The U.S. and NATO withdrawal from Afghanistan in August left an opening for more Iranian involvement in the neighborhood. Iran and Afghanistan share a long border, and alongside other countries in the region, Iran is concerned about its neighbor’s stability. Afghanistan is an observer country in the SCO rather than a full member. But the SCO, nonetheless, can be an economic vehicle for Iran to provide greater investment in and assistance to Afghanistan. Saeed Khatibzadeh, the spokesperson for Iran’s Ministry of Foreign Affairs, referred to the SCO’s decision to approve Iran’s membership as “a major step toward enhanced ties with neighbors & an important impetus for our Asia-centered foreign policy. We’ll continue our efforts to build on indigenous initiatives for the good of the region.”

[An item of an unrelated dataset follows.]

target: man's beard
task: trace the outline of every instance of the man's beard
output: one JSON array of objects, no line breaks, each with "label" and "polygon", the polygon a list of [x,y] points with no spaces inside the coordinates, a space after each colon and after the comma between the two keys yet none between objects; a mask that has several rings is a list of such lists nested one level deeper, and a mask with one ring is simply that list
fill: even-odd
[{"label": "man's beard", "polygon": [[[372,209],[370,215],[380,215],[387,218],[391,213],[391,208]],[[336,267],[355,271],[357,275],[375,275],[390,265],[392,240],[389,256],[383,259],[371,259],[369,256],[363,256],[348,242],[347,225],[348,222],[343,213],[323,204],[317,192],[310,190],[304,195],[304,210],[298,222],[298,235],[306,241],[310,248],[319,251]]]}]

The border between Iran and Afghanistan is also one of the land lines between China and Iran (the other one traverses Pakistan). In theory, Iran and China will be able to use it, subject to infrastructure construction and geopolitical stability, for an overland trade route, with transit times much shorter than for sea routes. Such a route could prove particularly useful to Iran if tensions with the United States and international community continue.
The international arena for this decade, and maybe even this century, could well be characterized by regionally focused multinational organizations such as the SCO. Another example of this phenomenon is the AUKUS, a trilateral security pact among Australia, the United Kingdom, and the United States, announced on September 15 for the Indo-Pacific region. The unofficial (but clear) mission for the AUKUS is to counter the influence of China in the region, particularly in the realms of maritime security and trade routes. As the world’s two largest economies compete with each other, with mounting distrust, other countries are seeking the benefits of multilateral alliances. Furthermore, neither of the two economic superpowers can win this struggle without the help from other countries, making these alliances mutually beneficial.